Zur überaus dekorativen Erscheinung unserer Handschrift tragen auch die in Rot und Blau gezeichneten Federverzierungen bei, insbesondere die ornamentalen oder aus Mischwesen, Vögeln und Fischen gebildeten Zeilenfüllungen. Bereichert ist der Dekor außerdem durch zahlreiche Randleisten mit verschiedenen Ornamentmotiven, ebenfalls in Federzeichnung, und durch oft von der letzten Zeile aus diagonal über den Fußsteg geführte lanzettförmige Zierstücke.

Die Merkmale der Schrift sowie der Stil der Initialen und Federverzierungen sprechen für eine Entstehung der Handschrift in Frankreich wohl am Ende des 13. Jahrhunderts. Die einheitliche Ausführung von Text und Dekor auf hohem Qualitätsniveau zeugt von einer Herstellung durch professionelle Schreiber, Illuminatoren und Rubrikatoren in einer arbeitsteilig organisierten Werkstatt. Solche Ateliers hatten sich in Frankreich, ausgehend von der Pariser Universität, seit der Mitte des 13. Jahrhunderts etabliert.

Anhaltspunkte für eine engere regionale Einordnung bieten die im Kalender eingetragenen Heiligenfeste. Zunächst fällt zum 31. Oktober ein Eintrag in etwas hellerer Tinte auf: "Sancti Qui(n)tini martiri". Der Missionar Quintinus soll im 3. Jahrhundert in Saint-Quentin in der Picardie das Martyrium erlitten haben. Der Todestag des Heiligen, seit dem frühen Mittelalter besonders in der Region an der Somme im heutigen Nordostfrankreich verehrt, wurde wohl bald nach Fertigstellung der Handschrift, vermutlich an ihrem Bestimmungsort, vermerkt.

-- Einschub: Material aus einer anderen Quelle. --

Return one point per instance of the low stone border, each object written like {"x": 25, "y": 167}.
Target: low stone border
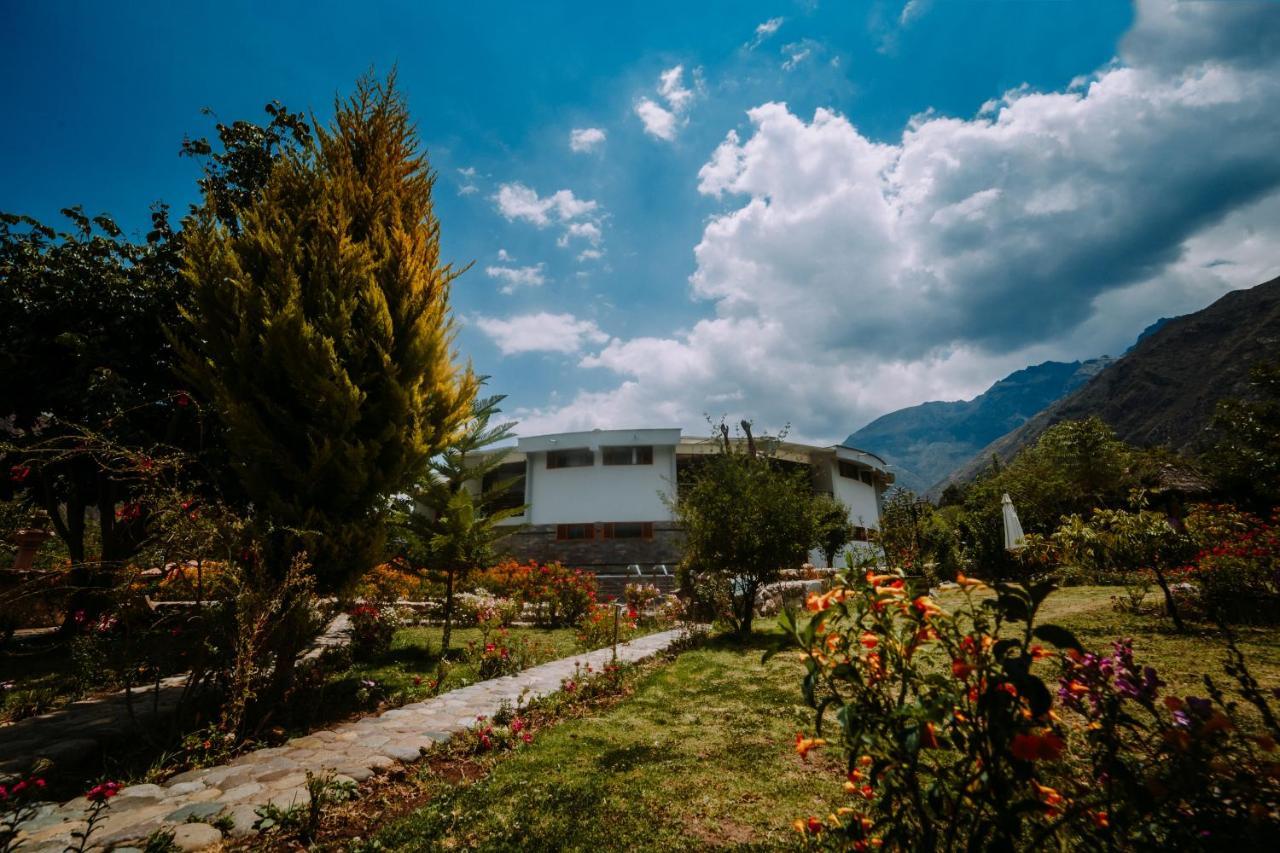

Weitere Gedenktage für Quintinus sind im März und im Juni eingetragen. Ebenfalls auf Nordostfrankreich verweisen Einträge für den heiligen Honoratus, Bischof von Amiens, an seinem Todestag am 16. Mai, und den heiligen Vedastus, Bischof von Arras und Cambrai, ("Relatio Sancti Vedasti" am 7. Juli). In der Litanei finden sich Anrufungen der heiligen Jungfrauen Hunegundis, Aldegundis, Richtrudis und Gertrudis, frühmittelalterlicher Gründerinnen von Klöstern in Homblières, Maubeuge, Marchienne und Nivelles. – Die Bemerkungen zur Lokalisierung auf Grund der Heiligen in Kalender und Litanei beruhen auf Notizen des 1991 verstorbenen Paläographen Bernhard Bischoff, die der Handschrift beiliegen.

Beide Spiegel unter Verwendung von Makulaturblättern aus Pergament aus einer zweispaltigen Rechtshandschrift, wohl des Kommentars von Bernardus Compostellanus dem Jüngeren (Mitte 13. Jhdt.) zu den Dekretalen von Gregor IX., in einer gotischen Minuskel nur wenig früher als unser Psalter geschrieben. – Vorderes Innengelenk etw. angeplatzt, Block gebrochen, knapp beschnitten (Initialen im Kalenderteil und Randverzierungen stellenw. gering angeschnitten), Goldgrund der Initialen tls. mit Abplatzungen, vereinzelt berieben und etw. fleckig. – Aus einer bayerischen Privatsammlung.